In my current dataset this action should remove four rows. However, no rows are removed after executing.

Strangely, the following code does only leaves those four rows that should be removed by the first code:

 df1 <- df1[df1$var2 < 0,]

I found that using subset(df1, var2 >= 0) does work and removes the four rows that I want to have removed. But I always thought that the first code was the same as using subset()? Does someone know why the very first code doesn't work the way I intend it to?

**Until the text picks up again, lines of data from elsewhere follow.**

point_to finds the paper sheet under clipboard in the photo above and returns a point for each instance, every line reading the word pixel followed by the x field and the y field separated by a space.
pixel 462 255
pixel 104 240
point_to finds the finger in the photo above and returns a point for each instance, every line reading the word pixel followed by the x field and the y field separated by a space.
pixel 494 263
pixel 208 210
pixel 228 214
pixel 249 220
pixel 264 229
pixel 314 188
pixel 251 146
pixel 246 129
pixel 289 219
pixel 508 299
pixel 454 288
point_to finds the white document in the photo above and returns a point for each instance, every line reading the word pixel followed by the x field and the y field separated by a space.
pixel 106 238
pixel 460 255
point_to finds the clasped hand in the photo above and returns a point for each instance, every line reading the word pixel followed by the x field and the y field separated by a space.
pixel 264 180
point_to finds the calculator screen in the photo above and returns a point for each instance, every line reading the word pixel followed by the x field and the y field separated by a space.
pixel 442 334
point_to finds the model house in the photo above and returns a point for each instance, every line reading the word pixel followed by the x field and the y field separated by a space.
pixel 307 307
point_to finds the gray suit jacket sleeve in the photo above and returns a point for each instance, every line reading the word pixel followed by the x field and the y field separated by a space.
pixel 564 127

Edit, including some data from my dataset:

> dput(df1[1:10,215:220])
structure(list(KBUY_CER = c(3L, 0L, 0L, 0L, 0L, 3L, 2L, 0L, 3L, 
2L), KBUY_PRO = c(1L, 0L, 0L, 0L, 0L, 1L, 1L, 0L, 1L, 1L), KBUY_DEF = c(1L, 
0L, 0L, 0L, 0L, 1L, 0L, 0L, 1L, 0L), THINK_SP = c(NA, 1L, NA, 
NA, NA, NA, NA, 1L, 1L, NA), dwifexp = c(NA, 0L, NA, NA, NA, 
NA, NA, 0L, 0L, NA), dwifdoll = c(NA, 1500L, NA, NA, NA, NA, 
NA, 600L, 600L, NA)), row.names = c("389", "390", "391", "392", 
"393", "394", "395", "396", "397", "398"), class = "data.frame")

All columns I've selected data from work as intented, only column 215 (KBUY_CER) seems to have this problem.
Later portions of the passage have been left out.